Wer durch die Ausstellung schlendert, dem fällt eine "Fischlandschaft" des chinesischen Künstlers Duan Yuhai auf. Das bunte, riesige Gemälde ist eines der Hingucker. Auf einem Bild von Ying Borni sieht man, wie Menschen eine Treppenstufe hochgehen. Alle haben eine Gasmaske auf, ein Hinweis, dass der Umweltschutz in China im Argen liegt.

Beeindruckend auch das Werk "Gefalteter Raum" von Luan Xiaojie: Ein Junge liegt bäuchlings am Boden, der Kopf ruht auf einer Art von Brett. Rätselhaft ein Bild von Wang Yany.

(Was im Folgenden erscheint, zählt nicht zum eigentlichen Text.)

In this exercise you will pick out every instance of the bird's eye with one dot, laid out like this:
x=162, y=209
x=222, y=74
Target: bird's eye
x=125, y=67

Es heißt "Bin ich? Nein, er, sie, es ist! " und zeigt einen Mann im Anzug in fünfmaliger Anordnung. Sein Kopf ist kein Menschen-, sondern ein Tigerkopf. Erschreckend das Bild "Tigerfüttern mit eigenem Leib" von Gao Xiang. Zhu Lanjing stellt Stadtlandschaften mit Stoffen als 3-D-Darstellung aus.

Der deutsche Künstler Gerhard Schlötzner zeigt in den Arbeiten "Let it be - Process an Reality" und "Tales from Paradise 1 and 2" strenge geometrische Formen, während Henrike Franz mit ihren Gemälden "Cities 1 & 2" die Schnellebigkeit und Unpersönlichkeit in Großstädten als abstrakte grau-braun-schwarze Gebilde darstellt. Mit groben Farbklecksen arbeitet Goda Pflaum. Ihr Bild "STG" stellt die Innenansicht eines Raumes dar.